My daughter, Ryan, said something last night that made my mother’s eyes widen. It wasn’t anything shocking or inappropriate (though that certainly happens sometimes)… it was something about how horror-comedy combo movies don’t make sense to her because they’re of completely different genres. It was the word ‘genres’ that got my mom and admittedly, it does seem a rather odd word for a 9-year-old to use… though not really for Ryan. She has a massive vocabulary, which she utilizes to its full capacity, and has since she was very small. She’s not being pretentious; she just loves words, which I find very cool, as I obviously do, too. Her father uses as few as possible (and usually the same annoying ones over and over and over), so I’m glad she got that quality from me.
In addition to having a big vocabulary, Ryan tends to pronounce even big words correctly. I'd like to say she gets that from me, too, but I can still remember seeing that ‘Hey Vern, know-what-I-mean?’ commercial on TV about 17 or 18 years ago (with that idiot actor, Jim Varney)… do you remember it? He was advertising some product, which he deemed ‘The Epitome of Excellence,’ except that he pronounced ‘epitome’ the way it’s spelled and not the way it’s supposed to sound. I was dumbstruck when I realized that ‘ep-i-tome’ and ‘epit-a-mee’ were the same word! I mean, I always knew what ‘epit-a-mee’ MEANT, I just didn’t know it was spelled ‘epitome’. I guess I just skimmed over it when I read it (I probably ought to have looked it up, eh?). Anyway, that realization wasn’t one of my prouder (or more intelligent) moments and my friend Mel still goes into hysterics when she reminds me of it (which is more often than she really should, given the things I know about her).
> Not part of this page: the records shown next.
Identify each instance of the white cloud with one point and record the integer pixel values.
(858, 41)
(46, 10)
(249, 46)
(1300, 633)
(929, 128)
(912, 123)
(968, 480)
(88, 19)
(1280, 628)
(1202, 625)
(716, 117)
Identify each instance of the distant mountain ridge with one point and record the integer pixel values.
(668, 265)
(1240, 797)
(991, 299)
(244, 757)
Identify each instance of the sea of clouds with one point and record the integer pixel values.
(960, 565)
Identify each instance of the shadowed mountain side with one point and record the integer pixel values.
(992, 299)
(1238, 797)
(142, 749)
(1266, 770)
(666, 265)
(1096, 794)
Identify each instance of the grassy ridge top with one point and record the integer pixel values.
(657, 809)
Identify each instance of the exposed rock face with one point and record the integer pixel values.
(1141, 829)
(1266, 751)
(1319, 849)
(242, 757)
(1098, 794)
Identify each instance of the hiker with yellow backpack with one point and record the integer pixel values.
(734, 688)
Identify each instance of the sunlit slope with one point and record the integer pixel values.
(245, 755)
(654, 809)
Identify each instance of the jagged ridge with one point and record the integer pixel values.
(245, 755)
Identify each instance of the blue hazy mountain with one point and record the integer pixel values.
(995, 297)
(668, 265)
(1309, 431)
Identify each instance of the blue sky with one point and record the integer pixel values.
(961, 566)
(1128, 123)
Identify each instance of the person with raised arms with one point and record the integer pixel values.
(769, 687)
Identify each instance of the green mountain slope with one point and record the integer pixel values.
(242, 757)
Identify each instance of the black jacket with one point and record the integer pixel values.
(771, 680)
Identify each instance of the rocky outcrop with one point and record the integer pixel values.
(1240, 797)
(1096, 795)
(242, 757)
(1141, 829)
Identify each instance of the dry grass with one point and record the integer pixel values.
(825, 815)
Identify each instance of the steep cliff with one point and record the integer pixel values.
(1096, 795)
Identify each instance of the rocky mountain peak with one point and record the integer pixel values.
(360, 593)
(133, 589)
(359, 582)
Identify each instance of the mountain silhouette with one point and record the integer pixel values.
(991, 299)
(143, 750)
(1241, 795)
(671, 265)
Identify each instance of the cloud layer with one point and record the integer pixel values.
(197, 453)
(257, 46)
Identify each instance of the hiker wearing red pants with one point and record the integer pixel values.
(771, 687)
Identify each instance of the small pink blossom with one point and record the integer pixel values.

There was ONE word Ryan mispronounced when she was small, though. And even though it wasn’t a big word, it was a BIG mispronunciation. Lordy. It happened when she was just about a year old. We were in the bookstore and since she wasn’t quite walking yet, I was carrying her. As we were browsing near the kids’ section, she spied a giant wooden cut-out of Beatrix Potter’s frog, Jeremy Fisher, hanging from the ceiling. She did the bouncy thing in my arms that really little kids do when they get really excited… and bouncing and pointing to the frog, she says (at the top of her lungs… which is still her normal mode of delivery), “Mama!! Look!! FUCK!!! FUCK!!!”
Everyone in the store turned to look at my very loud, very foul-mouthed baby. I said (red-faced and just as loudly as Ryan), “Yes, Ry, that IS a FROG. A big FROG.”
More bouncing and pointing and “FUCK!! FUCK, Mama!!! FUCK!!”
I have never, ever left a Barnes and Noble so quickly in my life.